ME "FORT" functions running operating systems of the Linux and MS Windows family. An owner of ME "Fort" is LISSI-Crypto LLC.

The software package "FORT" (ME "FORT") is the software tool of the data protection of limited access processed on the local computer networks with TCP/IP the protocol from unauthorized access from external computer networks, conforms to requirements of regulating documents "Computer aids. Firewalls. Protection against unauthorized access to information. Security indicators from unauthorized access to information" (State Technical Commission of Russia, 1997) – on the 3rd class of security and "Protection against unauthorized access to information. Part 1. Information security software. Classifications by the level of absence control of not declared opportunities" (State Technical Commission of Russia, 1999) – on the 3rd level of control and also it can be used during creation of personal data information systems up to 1 class inclusive. (Certificate of conformity No. 2522 of 12/21/2011).

ME "FORT" provides:

• Access control. ME "FORT" provides filtering at the network layer. The decision on filtering can be made for each network packet independently on the basis of, at least, network source addresses and the receiver or on the basis of other equivalent attributes. In addition ME "FORT" provides:
  • filtering of packets of the office protocols serving for diagnostics and management of operation of network devices;
  • filtering taking into account the entrance and output network interface, as means of authentication of the network addresses;
  • filtering taking into account any significant fields of network packets;
  • filtering at the transport layer of requests for establishment of virtual connections. At the same time, at least, are considered transport source addresses and the receiver;
  • filtering at the application layer of requests to application services. At the same time, at least, are considered applied source addresses and the receiver;
  • filtering taking into account date/time.

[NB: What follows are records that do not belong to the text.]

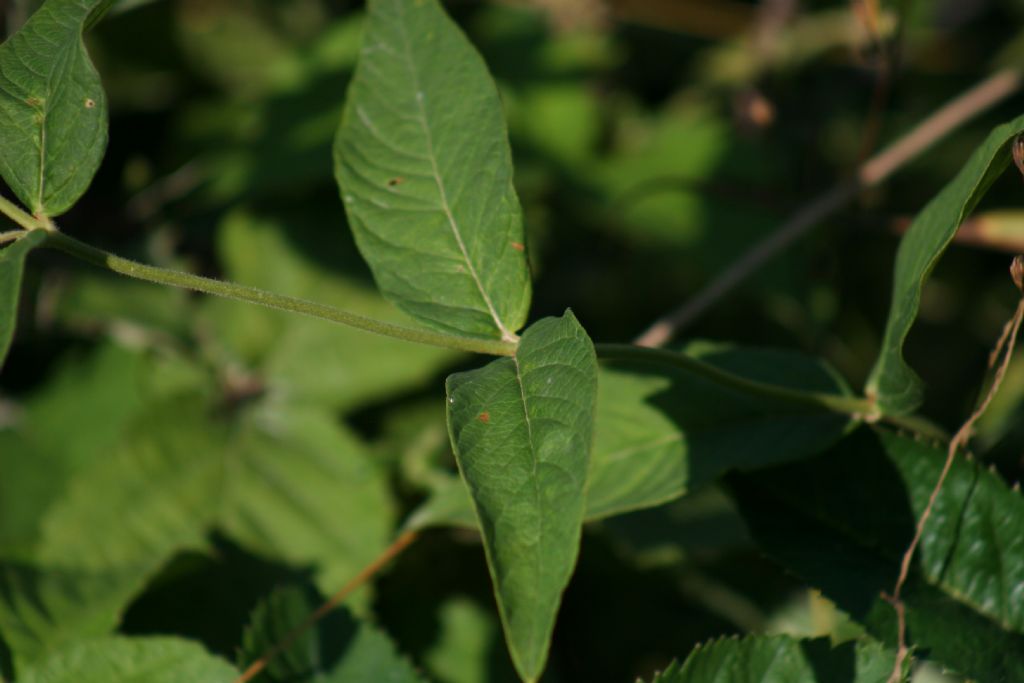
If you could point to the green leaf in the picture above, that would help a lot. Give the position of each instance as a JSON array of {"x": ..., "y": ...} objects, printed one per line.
[
  {"x": 337, "y": 649},
  {"x": 301, "y": 488},
  {"x": 158, "y": 659},
  {"x": 43, "y": 609},
  {"x": 11, "y": 266},
  {"x": 843, "y": 521},
  {"x": 52, "y": 108},
  {"x": 781, "y": 659},
  {"x": 896, "y": 387},
  {"x": 521, "y": 428},
  {"x": 301, "y": 358},
  {"x": 423, "y": 160},
  {"x": 121, "y": 517},
  {"x": 662, "y": 431}
]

• Identification and authentication. ME "FORT" provides a possibility of authentication of the entering and outgoing requests with the methods steady against passive and/or active listening of network.
• Registration. ME "FORT" provides a possibility of registration and accounting of the filtered packets. Parameters of registration join the address, time and result of filtering. In addition ME "FORT" provides:
  • registration and accounting of requests for establishment of virtual connections;
  • local signaling of attempts of abuse of regulations of filtering.

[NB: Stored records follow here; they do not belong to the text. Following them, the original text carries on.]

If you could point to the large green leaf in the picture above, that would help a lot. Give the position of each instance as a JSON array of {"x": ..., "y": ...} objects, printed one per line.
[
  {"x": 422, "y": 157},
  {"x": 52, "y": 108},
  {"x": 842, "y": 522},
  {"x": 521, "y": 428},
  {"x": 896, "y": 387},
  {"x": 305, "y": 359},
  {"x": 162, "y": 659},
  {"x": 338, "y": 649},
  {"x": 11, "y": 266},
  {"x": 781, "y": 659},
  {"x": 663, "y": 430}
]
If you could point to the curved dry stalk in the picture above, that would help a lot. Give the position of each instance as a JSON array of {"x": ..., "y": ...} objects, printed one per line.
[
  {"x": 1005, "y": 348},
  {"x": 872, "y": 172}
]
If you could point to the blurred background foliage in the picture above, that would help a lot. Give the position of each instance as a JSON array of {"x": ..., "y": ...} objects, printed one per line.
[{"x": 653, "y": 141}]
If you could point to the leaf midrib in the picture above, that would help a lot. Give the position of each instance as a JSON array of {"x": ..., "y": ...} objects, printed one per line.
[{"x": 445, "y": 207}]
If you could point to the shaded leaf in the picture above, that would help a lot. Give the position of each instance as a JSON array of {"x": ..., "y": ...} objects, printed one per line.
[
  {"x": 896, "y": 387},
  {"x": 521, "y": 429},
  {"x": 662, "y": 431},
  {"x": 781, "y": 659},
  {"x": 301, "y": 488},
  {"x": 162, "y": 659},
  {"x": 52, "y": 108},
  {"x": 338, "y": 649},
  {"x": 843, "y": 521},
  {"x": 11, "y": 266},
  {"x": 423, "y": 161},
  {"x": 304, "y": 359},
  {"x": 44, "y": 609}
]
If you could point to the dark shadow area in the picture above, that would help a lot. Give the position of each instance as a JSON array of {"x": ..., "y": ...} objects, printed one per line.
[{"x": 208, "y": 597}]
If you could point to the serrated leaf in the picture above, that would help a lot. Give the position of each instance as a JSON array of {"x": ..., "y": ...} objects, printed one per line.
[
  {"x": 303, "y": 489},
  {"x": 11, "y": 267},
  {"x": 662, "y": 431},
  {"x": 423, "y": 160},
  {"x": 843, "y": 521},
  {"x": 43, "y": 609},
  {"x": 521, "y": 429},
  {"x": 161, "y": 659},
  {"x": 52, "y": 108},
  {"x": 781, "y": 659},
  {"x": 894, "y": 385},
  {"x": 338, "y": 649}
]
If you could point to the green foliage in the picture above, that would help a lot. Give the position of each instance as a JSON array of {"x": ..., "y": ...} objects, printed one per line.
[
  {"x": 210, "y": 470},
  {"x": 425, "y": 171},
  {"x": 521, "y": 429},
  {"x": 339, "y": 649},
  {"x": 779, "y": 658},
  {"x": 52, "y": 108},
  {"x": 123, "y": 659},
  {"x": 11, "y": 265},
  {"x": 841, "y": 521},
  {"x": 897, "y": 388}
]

• Administration: identification and authentication. ME "FORT" provides identification and authentication of the administrator of ME "FORT" at its local requests for access. ME "FORT" should give an opportunity for identification and authentication by the identifier (code) and the password of conditional and permanent action. In addition ME "FORT" interferes with access of not authenticated subject or subject which authenticity of identification at authentication was not confirmed At remote queries of the administrator of ME "FORT" for access identification and authentication is provided with the methods steady against passive and active interception of information.
• Administration: registration. ME "FORT" provides registration of an input (exit) of the administrator of ME "FORT" in a system (from a system) or loadings and initialization of a system and its program stop. Registration of leaving the system is not carried out to the moments of hardware shutdown of ME "FORT". Are specified in parameters of registration:
  • date, time and the code of the registered event;
  • result of attempt of implementation of the registered event - successful or unsuccessful;
  • the identifier of the administrator of ME "FORT" shown in attempt of implementation of the registered event. In addition ME "FORT" provides registration of start of programs and processes (tasks, tasks). In addition ME "FORT" provides registration of actions of the administrator of ME "FORT" for change of rules of filtering.

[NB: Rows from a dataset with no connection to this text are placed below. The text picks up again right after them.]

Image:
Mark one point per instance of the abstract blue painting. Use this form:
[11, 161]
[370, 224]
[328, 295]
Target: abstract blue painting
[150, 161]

• Administration: ease of use. ME "FORT" provides a possibility of remote control of the components, including, a possibility of configuring of filters, checks of mutual coordination of all filters, the analysis of registration information.
• Integrity. ME "FORT" contains control facilities behind integrity of the program and information part. Control of integrity of a program and information part of ME "FORT" on checksums is in addition provided.
• Recovery. ME "FORT" provides the procedure of recovery after failures and hardware failures which provides operational recovery of properties of ME "FORT".